We here seem to run into the problem of tryng to tie a sensual perception (“concentration”) to some analytics (“dry extract”). And I’d like to argue that too many people use terms too loosely and without connection to (chemical) reality for this approach to work.
The availability of water makes for high potassium intake by the vine. Potassium is responsible for the perception of “body” in a wine. “Dry extract” strongly correlates with the acid content of must / wine, hence no one can be surprised that a high-acid year such as 2021 displays a lot of dry extract - someone upthread tried to explain this already, but the myth persists that “dry extract” is something good per se. It’s not.
What did save 2021 in Germany was the long hang time that was possible due to favorable conditions up to late fall (November). This extended physiological maturation increased the concentration (ha!) of aromatic precursor compounds in the grapes, making for very aromatic wines (potentially - you did need to harvest late!). So the best wines show quite a lot of body, very high yet “ripe” acidity, and virtually perfectly ripened phenolics, which explains the “ripe” perception of the acidity. The full body, in combination with high acidity and intense aromatics makes for the impression of “highly concentrated wines”. In 2021, some Rieslings “go to 11”.
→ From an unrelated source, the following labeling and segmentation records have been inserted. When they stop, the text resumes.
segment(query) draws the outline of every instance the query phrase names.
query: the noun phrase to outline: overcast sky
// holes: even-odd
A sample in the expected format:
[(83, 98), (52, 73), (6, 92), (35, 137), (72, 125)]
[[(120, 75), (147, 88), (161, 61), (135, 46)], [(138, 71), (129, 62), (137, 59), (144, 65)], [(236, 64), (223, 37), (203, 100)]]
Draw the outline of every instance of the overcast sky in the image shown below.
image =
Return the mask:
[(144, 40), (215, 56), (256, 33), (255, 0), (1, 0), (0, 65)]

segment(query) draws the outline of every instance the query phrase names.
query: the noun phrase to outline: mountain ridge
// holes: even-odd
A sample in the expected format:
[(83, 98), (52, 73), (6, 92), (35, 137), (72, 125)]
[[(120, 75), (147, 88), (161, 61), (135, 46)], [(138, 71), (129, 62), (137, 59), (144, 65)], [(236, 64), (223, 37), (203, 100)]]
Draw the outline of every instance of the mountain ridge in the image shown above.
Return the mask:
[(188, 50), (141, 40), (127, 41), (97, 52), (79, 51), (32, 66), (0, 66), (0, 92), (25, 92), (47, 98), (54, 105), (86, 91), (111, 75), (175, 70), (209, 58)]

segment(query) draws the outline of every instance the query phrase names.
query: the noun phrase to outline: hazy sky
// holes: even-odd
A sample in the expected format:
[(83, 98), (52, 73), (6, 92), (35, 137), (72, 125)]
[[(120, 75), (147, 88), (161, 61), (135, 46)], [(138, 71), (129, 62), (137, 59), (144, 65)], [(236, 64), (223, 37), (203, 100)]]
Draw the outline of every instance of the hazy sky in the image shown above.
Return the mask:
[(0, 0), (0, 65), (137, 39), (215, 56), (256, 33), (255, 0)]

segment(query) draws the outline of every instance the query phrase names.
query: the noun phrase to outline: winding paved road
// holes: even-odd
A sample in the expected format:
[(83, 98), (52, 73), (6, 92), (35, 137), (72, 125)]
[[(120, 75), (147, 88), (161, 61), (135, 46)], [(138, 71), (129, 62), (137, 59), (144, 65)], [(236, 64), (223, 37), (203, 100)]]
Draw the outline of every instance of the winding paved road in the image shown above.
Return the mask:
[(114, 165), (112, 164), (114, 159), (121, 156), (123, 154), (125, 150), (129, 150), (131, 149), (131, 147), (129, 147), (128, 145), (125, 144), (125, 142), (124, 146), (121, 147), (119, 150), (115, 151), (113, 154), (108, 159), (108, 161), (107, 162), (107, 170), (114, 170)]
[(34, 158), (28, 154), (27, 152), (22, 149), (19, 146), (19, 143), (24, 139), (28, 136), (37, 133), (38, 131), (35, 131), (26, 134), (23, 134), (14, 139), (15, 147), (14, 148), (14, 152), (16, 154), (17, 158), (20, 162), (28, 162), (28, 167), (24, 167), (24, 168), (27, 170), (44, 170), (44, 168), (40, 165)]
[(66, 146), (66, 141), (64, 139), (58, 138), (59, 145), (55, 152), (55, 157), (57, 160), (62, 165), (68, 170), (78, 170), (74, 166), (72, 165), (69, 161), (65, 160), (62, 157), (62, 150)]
Grape maturity could be achieved at low or high yields, depending on the condition of the canopy (health, size) w.r.t. to the fruit in need of being matured. William’s question is driven by the fact that peronospora (which is always bad) damages the canopy, thereby reducing the vine’s ability to mature even a largely reduced yield. Does it though? That depends on the “surviving” leaf-fruit ratio plus (local) weather patterns in late fall (which were highly favorable). Then, what exactly are “low yields”? Bottling a wine with 25 hl/ha after having harvested 40 hl/ha and discarded 15 hl/ha on the sorting table (or at harvest time by dropping the fruit to the ground), tells us exactly nothing about the actual conditions in the vineyard. And most vinyeard in the M-S-R region are pruned to yield much more than 40 hl/ha, more like 60 or 70 hl/ha. Mosel Riesling with residual sugar is quite robust against yields that are high (on paper), and consumers are very forgiving when it comes to perceiving too thin dry wines as “fine”, really.
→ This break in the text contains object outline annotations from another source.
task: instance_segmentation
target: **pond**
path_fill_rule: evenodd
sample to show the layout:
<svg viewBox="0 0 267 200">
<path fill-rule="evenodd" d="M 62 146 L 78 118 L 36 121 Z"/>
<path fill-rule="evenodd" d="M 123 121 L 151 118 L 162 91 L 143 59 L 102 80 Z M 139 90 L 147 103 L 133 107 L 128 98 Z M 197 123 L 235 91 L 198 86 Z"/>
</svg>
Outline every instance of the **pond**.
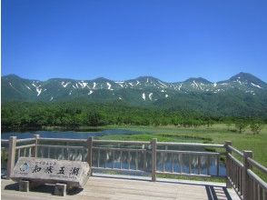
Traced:
<svg viewBox="0 0 267 200">
<path fill-rule="evenodd" d="M 17 136 L 19 139 L 23 138 L 31 138 L 34 137 L 34 135 L 40 135 L 41 137 L 46 138 L 71 138 L 71 139 L 87 139 L 89 136 L 103 136 L 107 135 L 140 135 L 143 132 L 138 131 L 130 131 L 130 130 L 124 130 L 124 129 L 94 129 L 88 132 L 75 132 L 75 131 L 27 131 L 27 132 L 7 132 L 2 134 L 2 139 L 8 139 L 10 136 Z M 184 142 L 184 141 L 183 141 Z M 118 147 L 118 146 L 110 146 L 109 147 Z M 121 146 L 122 147 L 122 146 Z M 126 147 L 126 146 L 125 146 Z M 132 146 L 133 147 L 133 146 Z M 147 148 L 147 146 L 145 147 Z M 159 149 L 165 149 L 165 146 L 158 145 Z M 207 151 L 204 147 L 189 147 L 189 146 L 169 146 L 168 149 L 172 150 L 180 150 L 180 151 Z M 66 155 L 66 152 L 58 151 L 56 149 L 49 150 L 50 155 L 48 155 L 48 149 L 44 148 L 42 152 L 39 152 L 38 156 L 40 157 L 50 157 L 55 159 L 66 159 L 67 156 L 74 156 L 74 160 L 80 159 L 82 157 L 86 157 L 86 151 L 84 152 L 73 152 L 68 153 L 69 155 Z M 112 167 L 118 167 L 120 165 L 124 169 L 134 169 L 136 167 L 136 160 L 137 165 L 142 168 L 144 173 L 143 175 L 149 175 L 149 172 L 151 172 L 151 154 L 145 153 L 145 159 L 144 155 L 137 155 L 137 154 L 131 154 L 131 155 L 120 155 L 116 153 L 113 155 L 113 152 L 106 151 L 101 152 L 94 152 L 95 156 L 93 157 L 93 165 L 100 167 L 106 166 L 108 168 Z M 98 157 L 99 156 L 99 157 Z M 114 159 L 113 159 L 114 158 Z M 163 157 L 161 154 L 157 155 L 157 169 L 162 171 L 163 170 L 163 159 L 164 160 L 164 168 L 166 171 L 171 172 L 173 170 L 174 172 L 183 172 L 183 173 L 189 173 L 189 157 L 186 155 L 183 155 L 182 157 L 181 155 L 174 157 L 174 165 L 173 165 L 173 161 L 170 156 Z M 182 163 L 183 165 L 178 165 Z M 209 168 L 211 175 L 216 174 L 217 169 L 217 160 L 216 157 L 211 157 L 211 160 L 208 162 L 207 157 L 202 156 L 198 158 L 198 156 L 193 155 L 191 157 L 192 160 L 192 170 L 193 173 L 197 173 L 198 165 L 197 160 L 201 159 L 201 165 L 200 170 L 202 174 L 205 174 L 205 171 Z M 122 163 L 121 160 L 123 161 Z M 4 172 L 5 163 L 2 160 L 2 172 Z M 219 171 L 220 175 L 225 175 L 225 165 L 223 162 L 219 163 Z M 96 172 L 103 172 L 102 170 L 98 169 Z M 134 172 L 127 172 L 126 175 L 138 175 Z"/>
</svg>

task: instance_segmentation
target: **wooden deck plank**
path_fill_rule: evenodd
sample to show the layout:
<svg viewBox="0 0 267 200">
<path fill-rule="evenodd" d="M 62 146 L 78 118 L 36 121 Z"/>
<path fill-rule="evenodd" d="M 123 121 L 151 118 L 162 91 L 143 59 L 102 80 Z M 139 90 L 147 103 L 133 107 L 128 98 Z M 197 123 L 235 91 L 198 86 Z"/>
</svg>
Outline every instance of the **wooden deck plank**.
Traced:
<svg viewBox="0 0 267 200">
<path fill-rule="evenodd" d="M 225 188 L 218 185 L 204 185 L 193 183 L 151 182 L 147 180 L 127 180 L 122 178 L 92 176 L 84 189 L 74 195 L 54 196 L 53 186 L 44 186 L 45 189 L 30 191 L 29 193 L 15 190 L 15 185 L 10 180 L 1 181 L 1 197 L 6 200 L 113 200 L 113 199 L 165 199 L 165 200 L 205 200 L 211 194 L 215 199 L 227 199 Z M 6 189 L 5 187 L 13 185 Z M 16 185 L 17 186 L 17 185 Z M 234 193 L 230 192 L 232 199 L 239 199 Z M 214 198 L 214 196 L 213 196 Z M 211 199 L 211 198 L 210 198 Z"/>
</svg>

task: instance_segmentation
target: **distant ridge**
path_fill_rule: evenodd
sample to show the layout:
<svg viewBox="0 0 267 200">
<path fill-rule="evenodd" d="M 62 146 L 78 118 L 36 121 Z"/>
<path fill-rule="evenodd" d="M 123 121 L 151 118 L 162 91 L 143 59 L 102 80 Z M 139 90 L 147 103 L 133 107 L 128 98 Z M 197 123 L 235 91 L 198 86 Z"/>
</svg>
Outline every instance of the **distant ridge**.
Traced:
<svg viewBox="0 0 267 200">
<path fill-rule="evenodd" d="M 94 80 L 52 78 L 38 81 L 15 75 L 2 76 L 2 103 L 88 101 L 123 102 L 129 105 L 196 109 L 226 115 L 267 113 L 267 84 L 248 73 L 212 83 L 204 78 L 188 78 L 167 83 L 153 76 L 124 81 L 104 77 Z"/>
</svg>

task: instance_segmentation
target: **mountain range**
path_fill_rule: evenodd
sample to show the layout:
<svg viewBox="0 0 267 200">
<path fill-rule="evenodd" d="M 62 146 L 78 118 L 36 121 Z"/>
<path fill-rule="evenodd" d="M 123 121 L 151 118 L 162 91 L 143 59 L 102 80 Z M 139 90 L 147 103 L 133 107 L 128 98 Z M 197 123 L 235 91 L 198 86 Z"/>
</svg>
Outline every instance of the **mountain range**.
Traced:
<svg viewBox="0 0 267 200">
<path fill-rule="evenodd" d="M 47 81 L 2 76 L 2 103 L 89 101 L 124 102 L 134 106 L 192 109 L 227 115 L 266 115 L 267 84 L 248 73 L 212 83 L 204 78 L 189 78 L 167 83 L 152 76 L 125 81 L 106 78 Z"/>
</svg>

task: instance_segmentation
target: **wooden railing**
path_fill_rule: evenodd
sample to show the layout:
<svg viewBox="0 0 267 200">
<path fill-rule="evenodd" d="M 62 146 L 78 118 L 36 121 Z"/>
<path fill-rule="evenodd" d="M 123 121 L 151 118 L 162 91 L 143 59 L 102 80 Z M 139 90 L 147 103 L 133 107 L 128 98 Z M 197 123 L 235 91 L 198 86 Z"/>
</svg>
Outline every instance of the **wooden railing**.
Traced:
<svg viewBox="0 0 267 200">
<path fill-rule="evenodd" d="M 267 168 L 252 159 L 252 151 L 241 152 L 231 142 L 225 143 L 225 148 L 226 186 L 232 187 L 241 199 L 267 200 L 267 184 L 252 171 L 267 175 Z"/>
<path fill-rule="evenodd" d="M 267 200 L 267 184 L 254 171 L 267 175 L 266 167 L 252 159 L 252 152 L 241 152 L 231 142 L 214 145 L 163 143 L 156 139 L 86 140 L 42 138 L 35 135 L 28 139 L 12 136 L 1 143 L 8 144 L 7 178 L 20 156 L 81 160 L 88 162 L 93 170 L 145 173 L 152 181 L 156 181 L 157 175 L 226 177 L 226 186 L 232 187 L 241 199 Z M 220 163 L 224 155 L 226 175 L 222 175 Z"/>
</svg>

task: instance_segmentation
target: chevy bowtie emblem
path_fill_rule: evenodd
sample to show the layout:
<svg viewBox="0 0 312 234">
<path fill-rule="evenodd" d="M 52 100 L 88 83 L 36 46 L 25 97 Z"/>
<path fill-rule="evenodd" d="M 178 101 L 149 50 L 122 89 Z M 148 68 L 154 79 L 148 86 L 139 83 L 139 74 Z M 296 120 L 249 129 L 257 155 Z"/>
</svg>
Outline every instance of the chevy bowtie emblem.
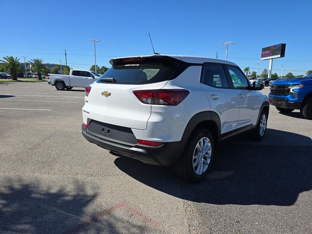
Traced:
<svg viewBox="0 0 312 234">
<path fill-rule="evenodd" d="M 112 94 L 111 93 L 109 93 L 107 91 L 104 91 L 102 92 L 102 95 L 103 95 L 104 97 L 106 97 L 106 98 L 110 96 L 111 94 Z"/>
</svg>

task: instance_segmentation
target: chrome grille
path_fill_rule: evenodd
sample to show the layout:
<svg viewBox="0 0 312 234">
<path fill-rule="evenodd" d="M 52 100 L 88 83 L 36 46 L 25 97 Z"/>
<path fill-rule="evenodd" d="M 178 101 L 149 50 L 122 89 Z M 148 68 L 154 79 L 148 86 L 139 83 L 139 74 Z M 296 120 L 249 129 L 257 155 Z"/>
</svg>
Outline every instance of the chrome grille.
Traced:
<svg viewBox="0 0 312 234">
<path fill-rule="evenodd" d="M 270 89 L 272 95 L 279 96 L 287 96 L 290 92 L 288 85 L 272 85 Z"/>
</svg>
Tying the impression the final wine makes in the glas (e.g., concentration) to yields, is too simple at best, and not even wrong in most cases. Evidently, at least from tastings of the finished (if very young) wines, it would appear that the vines were able to mature the grapes into something that made for a compelling wine even if a vinyard was plagued by peronospora. And there’s amplce evidence where vines have not managed that, or grapes were harvested a tad too early, or where the right balance for the finished wine wasn’t just in it because vintage.
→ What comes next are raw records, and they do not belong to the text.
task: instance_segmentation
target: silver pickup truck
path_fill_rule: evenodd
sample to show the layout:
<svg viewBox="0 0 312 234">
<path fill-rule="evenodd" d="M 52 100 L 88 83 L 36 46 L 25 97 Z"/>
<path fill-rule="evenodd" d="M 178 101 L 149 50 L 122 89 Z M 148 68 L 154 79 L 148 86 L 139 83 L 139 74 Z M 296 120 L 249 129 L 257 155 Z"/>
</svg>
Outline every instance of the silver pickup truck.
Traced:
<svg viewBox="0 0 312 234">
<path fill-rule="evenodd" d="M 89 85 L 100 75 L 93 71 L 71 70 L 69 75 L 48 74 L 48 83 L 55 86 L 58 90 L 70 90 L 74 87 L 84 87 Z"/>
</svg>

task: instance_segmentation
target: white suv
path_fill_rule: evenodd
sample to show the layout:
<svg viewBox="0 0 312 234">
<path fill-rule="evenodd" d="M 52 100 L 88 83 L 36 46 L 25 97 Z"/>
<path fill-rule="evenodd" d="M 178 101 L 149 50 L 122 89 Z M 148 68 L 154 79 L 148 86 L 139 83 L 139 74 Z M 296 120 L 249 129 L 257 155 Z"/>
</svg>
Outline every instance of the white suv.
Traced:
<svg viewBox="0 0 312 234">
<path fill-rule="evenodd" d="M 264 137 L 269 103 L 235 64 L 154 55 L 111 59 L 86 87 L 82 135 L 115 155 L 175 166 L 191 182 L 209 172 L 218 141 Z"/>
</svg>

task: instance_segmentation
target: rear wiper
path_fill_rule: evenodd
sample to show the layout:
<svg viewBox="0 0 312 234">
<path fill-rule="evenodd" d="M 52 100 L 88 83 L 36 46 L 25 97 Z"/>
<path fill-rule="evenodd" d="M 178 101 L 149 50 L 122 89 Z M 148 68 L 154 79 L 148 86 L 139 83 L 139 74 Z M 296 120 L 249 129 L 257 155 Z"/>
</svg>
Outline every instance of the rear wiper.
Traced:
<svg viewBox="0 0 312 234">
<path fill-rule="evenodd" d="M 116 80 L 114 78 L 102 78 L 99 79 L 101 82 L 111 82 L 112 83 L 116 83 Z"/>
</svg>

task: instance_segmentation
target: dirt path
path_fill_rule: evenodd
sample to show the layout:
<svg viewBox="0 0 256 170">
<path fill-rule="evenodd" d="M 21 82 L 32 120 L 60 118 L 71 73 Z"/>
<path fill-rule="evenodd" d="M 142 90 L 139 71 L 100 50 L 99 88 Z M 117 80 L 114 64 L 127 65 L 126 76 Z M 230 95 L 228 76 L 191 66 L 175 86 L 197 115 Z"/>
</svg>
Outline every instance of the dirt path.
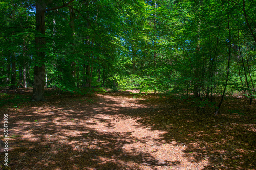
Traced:
<svg viewBox="0 0 256 170">
<path fill-rule="evenodd" d="M 189 127 L 181 129 L 188 132 L 183 135 L 172 123 L 167 125 L 164 116 L 160 118 L 162 127 L 148 117 L 161 114 L 164 105 L 146 104 L 146 98 L 133 96 L 122 92 L 56 98 L 30 102 L 18 110 L 6 108 L 12 136 L 9 166 L 12 169 L 211 169 L 213 162 L 221 166 L 223 160 L 205 151 L 205 144 L 186 141 Z"/>
</svg>

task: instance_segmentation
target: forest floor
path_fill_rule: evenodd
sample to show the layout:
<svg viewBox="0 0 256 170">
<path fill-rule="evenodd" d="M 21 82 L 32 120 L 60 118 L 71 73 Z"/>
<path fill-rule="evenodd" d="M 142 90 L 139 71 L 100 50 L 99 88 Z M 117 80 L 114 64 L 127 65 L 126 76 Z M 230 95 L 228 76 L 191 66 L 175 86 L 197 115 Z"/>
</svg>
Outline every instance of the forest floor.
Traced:
<svg viewBox="0 0 256 170">
<path fill-rule="evenodd" d="M 255 101 L 226 97 L 214 116 L 212 109 L 198 111 L 161 94 L 58 96 L 47 89 L 47 101 L 35 102 L 31 89 L 11 92 L 0 95 L 9 136 L 3 169 L 255 169 Z"/>
</svg>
Again, 2021 is not at all an excellent year. It’s a disastrous year where the best producers managed agains the odds (if just) to produce very good to excellent wines, the latter especially in cases where the full potential of hang time could be realized (ceterum censeo: not the Kabinetts). Whether these 2021s will turn out to be the best wines ever made, time will tell. I somehow doubt the delta to vintages like, say, 2015, 2016, 2017 or 2019 is large enough to warrant the excitement.